Baştan belirteyim, amacım kimseyi zan altında bırakmak değil, konu üzerinden prim yapmak gibi bir niyetim de yok...

Bağcıyı dövmek değil, üzüm yemek niyetindeyim, sorunun çözüme kavuşması tek dileğim. Açık oynayacağım, ‘aman aramızda kalsın’ ricasına kafa sallamayacağım!

Neden böyle yapıyorum, birazdan anlayacaksınız! Bu saklanacak, görmezden gelinecek ‘he he’ denilecek bir konu değil, üstelik konu çocuklarımızı ilgilendiriyorsa...

Şimdi gelelim sadede... Hani geçen gece bakan bizi topladı ya, eğitim köşe yazarlarını...

Konu malumunuz, SBS’deki değişiklik, daha doğrusu yeni sistemin tartışılması...

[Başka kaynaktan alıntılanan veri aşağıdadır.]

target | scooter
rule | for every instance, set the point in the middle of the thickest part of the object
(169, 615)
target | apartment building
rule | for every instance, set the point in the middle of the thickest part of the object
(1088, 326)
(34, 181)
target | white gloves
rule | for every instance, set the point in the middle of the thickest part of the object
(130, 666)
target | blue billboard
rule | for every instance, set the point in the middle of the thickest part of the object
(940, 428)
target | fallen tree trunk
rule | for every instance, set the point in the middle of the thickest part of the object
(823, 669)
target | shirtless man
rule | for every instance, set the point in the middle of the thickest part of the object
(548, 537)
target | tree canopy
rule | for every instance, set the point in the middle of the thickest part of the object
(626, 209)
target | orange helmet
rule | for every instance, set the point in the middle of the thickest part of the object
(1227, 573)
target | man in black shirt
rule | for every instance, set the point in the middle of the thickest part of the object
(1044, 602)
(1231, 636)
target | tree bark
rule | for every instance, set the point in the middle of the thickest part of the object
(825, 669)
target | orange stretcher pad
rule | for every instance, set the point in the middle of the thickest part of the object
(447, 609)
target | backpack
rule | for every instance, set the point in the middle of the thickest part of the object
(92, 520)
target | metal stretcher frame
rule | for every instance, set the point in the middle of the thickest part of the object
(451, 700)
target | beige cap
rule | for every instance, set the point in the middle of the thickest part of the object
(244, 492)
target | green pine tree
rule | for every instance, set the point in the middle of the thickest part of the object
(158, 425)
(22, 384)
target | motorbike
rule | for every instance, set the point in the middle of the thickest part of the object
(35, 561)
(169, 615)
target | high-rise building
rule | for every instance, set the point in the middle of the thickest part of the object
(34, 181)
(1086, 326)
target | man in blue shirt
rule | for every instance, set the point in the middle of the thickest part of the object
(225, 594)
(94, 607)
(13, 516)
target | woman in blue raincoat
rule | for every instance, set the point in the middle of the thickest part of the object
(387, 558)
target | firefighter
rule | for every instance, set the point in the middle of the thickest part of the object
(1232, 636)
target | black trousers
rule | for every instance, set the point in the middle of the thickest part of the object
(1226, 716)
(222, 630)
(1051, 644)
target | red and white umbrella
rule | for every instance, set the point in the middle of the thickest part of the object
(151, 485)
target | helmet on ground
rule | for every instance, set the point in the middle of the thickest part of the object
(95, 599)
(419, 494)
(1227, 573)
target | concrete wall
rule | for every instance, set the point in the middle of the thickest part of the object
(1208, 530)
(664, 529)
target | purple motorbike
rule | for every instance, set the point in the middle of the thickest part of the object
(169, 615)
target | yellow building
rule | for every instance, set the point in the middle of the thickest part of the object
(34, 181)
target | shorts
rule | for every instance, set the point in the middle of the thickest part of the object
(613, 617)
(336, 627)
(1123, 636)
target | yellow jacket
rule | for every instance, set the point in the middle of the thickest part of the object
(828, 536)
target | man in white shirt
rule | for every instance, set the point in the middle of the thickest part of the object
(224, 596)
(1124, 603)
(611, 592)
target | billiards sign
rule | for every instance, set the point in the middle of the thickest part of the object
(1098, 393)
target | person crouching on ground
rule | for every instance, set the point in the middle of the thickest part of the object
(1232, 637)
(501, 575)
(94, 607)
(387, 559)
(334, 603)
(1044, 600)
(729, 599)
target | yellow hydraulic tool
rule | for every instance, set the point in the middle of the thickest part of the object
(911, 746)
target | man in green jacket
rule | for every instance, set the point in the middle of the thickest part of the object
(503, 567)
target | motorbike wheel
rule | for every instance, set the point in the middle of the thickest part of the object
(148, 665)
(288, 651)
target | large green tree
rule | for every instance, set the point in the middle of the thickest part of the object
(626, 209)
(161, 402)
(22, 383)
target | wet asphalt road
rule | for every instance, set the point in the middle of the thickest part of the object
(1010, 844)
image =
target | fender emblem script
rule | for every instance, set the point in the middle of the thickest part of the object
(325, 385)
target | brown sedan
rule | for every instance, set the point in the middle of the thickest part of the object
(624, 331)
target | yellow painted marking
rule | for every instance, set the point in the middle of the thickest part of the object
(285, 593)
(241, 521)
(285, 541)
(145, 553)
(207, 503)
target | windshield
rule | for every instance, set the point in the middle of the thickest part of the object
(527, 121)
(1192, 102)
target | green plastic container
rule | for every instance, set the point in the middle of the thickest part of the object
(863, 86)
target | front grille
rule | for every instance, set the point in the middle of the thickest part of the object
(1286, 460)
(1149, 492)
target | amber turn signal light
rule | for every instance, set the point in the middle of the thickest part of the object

Sohbetin bir yerinde, Bakan Avcı’nın ağzından şu ifadelerin döküldüğünü duydum: “... geçenlerde bir çocuk, derslerine iki öğretmenin girdiğini söyledi. İlk başta anlayamadım, şaşırdım, bir derse neden iki öğretmen girer ki, tuhaf geldi bana. Bu ne bolluk, üstelik de öğretmen atamalarında sıkıntı varken. Sonra sordum soruşturdum, meğer öğretmenlerden biri şizofren hastasıymış, diğeri de normal. Onun yanında onu da derse sokuyorlarmış. Biz, bu durumda bir şey yapamıyoruz, elimiz kolumuz bağlı. Sağlık Bakanlığı raporuna ‘öğretmenlik yapamaz’ ibaresi koymadığı müddetçe, biz o öğretmeni derse sokmak zorundayız!”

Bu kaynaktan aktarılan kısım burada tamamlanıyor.